2025 GenAI Whitepaper

Amazon Bedrock Pricing Explained

Generative AI & LLMOps

Explore Amazon Bedrock's intricate pricing, covering on-demand usage, provisioned throughput, fine-tuning, and custom model hosting to help leaders forecast and optimize costs.

Why Pricing Clarity Matters

Conversations about Amazon Bedrock often emphasize how quickly you can integrate generative AI into your applications. Yet behind the convenience lies a pricing structure that can surprise companies that jump in without a thorough understanding. Simply relying on guesswork about tokens, compute hours, or storage can produce AWS bills higher than anticipated.

That’s where a deeper level of pricing comprehension comes in. A conversation about Bedrock’s pricing structure spans on-demand usage, dedicated capacity, fine-tuning, custom model hosting, and more, each with its own price. If you’re an engineering manager or architect tasked with controlling costs, you need detail-oriented insights on how to plan effectively.

In the sections that follow, we’ll explore every major facet of Bedrock’s pricing, referencing real numbers from the latest (February 2025) official AWS documentation. Rather than glossing over token rates or speaking in vague cost statements, we’ll show exactly what your usage might look like in practice. By the end of this article, you’ll see how to forecast your monthly bill, whether you’re prototyping a chatbot, spinning up fine-tuned image models, or orchestrating a multi-agent solution with knowledge bases and custom model imports.

High-Level Overview of Bedrock Pricing Components

The core of Amazon Bedrock has two major approaches to inference (the process of running prompts against a foundation model): on-demand (which includes batch) and provisioned throughput. The first charges you only for the tokens or images you process, while the second reserves a certain capacity (model units) for a fixed hourly price. On top of that you’ll see additional charges if you customize models, either by training them on your own data or by importing a model that you’ve trained elsewhere.
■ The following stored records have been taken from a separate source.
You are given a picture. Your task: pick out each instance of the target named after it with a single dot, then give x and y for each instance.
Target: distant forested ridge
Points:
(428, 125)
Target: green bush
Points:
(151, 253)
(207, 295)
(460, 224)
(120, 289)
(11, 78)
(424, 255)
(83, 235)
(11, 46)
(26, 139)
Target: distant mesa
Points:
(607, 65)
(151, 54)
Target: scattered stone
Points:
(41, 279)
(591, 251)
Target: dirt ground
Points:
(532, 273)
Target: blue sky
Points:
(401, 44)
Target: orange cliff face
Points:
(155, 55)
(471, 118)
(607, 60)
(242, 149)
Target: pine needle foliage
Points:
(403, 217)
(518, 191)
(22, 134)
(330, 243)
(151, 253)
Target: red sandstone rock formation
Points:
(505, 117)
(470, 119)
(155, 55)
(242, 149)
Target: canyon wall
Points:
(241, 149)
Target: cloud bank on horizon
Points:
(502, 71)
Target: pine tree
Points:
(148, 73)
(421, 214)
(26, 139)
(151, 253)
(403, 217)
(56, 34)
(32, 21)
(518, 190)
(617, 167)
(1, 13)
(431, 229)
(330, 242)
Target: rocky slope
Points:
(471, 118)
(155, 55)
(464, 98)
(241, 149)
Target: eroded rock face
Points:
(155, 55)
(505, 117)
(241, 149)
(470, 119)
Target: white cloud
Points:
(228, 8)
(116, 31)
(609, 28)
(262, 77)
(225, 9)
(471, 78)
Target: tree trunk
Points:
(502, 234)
On-Demand suits teams that can’t accurately predict usage or that expect sporadic surges, because there’s no contract or hourly minimum. By contrast, Provisioned Throughput is a better fit for workloads that are both steady and substantial, offering guaranteed performance and predictable costs.

Yet there’s more to it. Various extra charges may appear, such as data transfer fees, storage for your custom models, or evaluation tasks that run on your behalf. This overview sets the stage for a more in-depth breakdown of each cost category.

On-Demand Usage: Tokens, Images, and Batch

On-demand pricing lets you pay strictly for what you process, whether that means tokens of text or generated images. If your usage is modest or unpredictable, on-demand can keep you from overcommitting resources and paying for capacity you don’t need. But “pay as you go” can add up quickly if you run frequent or large-scale inference jobs. Let’s talk about the specific charges in On-demand.

Text and Embedding Models

When you invoke a text-based foundation model, Bedrock measures both your input tokens (the text prompt) and your output tokens (the model’s generated response). A thousand tokens might correspond to a few paragraphs, though the exact relationship depends on factors like whitespace and punctuation. Different providers charge different rates, so you should match the model’s cost structure to your specific application.

For example, Amazon Nova Micro (a smaller text generation model) charges $0.000035 per 1,000 input tokens and $0.00014 per 1,000 output tokens when used on-demand. If you cached a portion of the prompt for five minutes, the cached tokens cost $0.00000875 per 1,000 for input, which can produce significant savings for repeated context or instructions. Meanwhile, AI21 Labs’ Jamba 1.5 Large sets a rate of $0.002 per 1,000 input tokens and $0.008 per 1,000 output tokens. If you’re dealing with thousands of requests per day, these small figures accumulate quickly.

For embedding models, the cost typically applies only to input tokens because you’re passing text in for vector representation, not generating new text out. For instance, Amazon Titan Text Embeddings costs $0.0001 per 1,000 input tokens in on-demand mode, while Amazon Titan Multimodal Embeddings runs $0.0008 per 1,000 input tokens or $0.00006 per input image. If you switch to batch mode for the Titan embeddings, the cost drops to $0.0004 per 1,000 input tokens and $0.00003 per input image.

Image and Video Generation

Bedrock also supports generative image and video models, each priced by the piece (image) or by the second (video). For example, Amazon Nova Canvas generates up to 1024×1024 images at a rate of $0.04 per Standard-quality image or $0.06 per Premium-quality image. If you need 2048×2048 images, each generation will cost $0.06 (Standard) or $0.08 (Premium). For video, Amazon Nova Reel at 720p resolution costs $0.08 per second of generated footage.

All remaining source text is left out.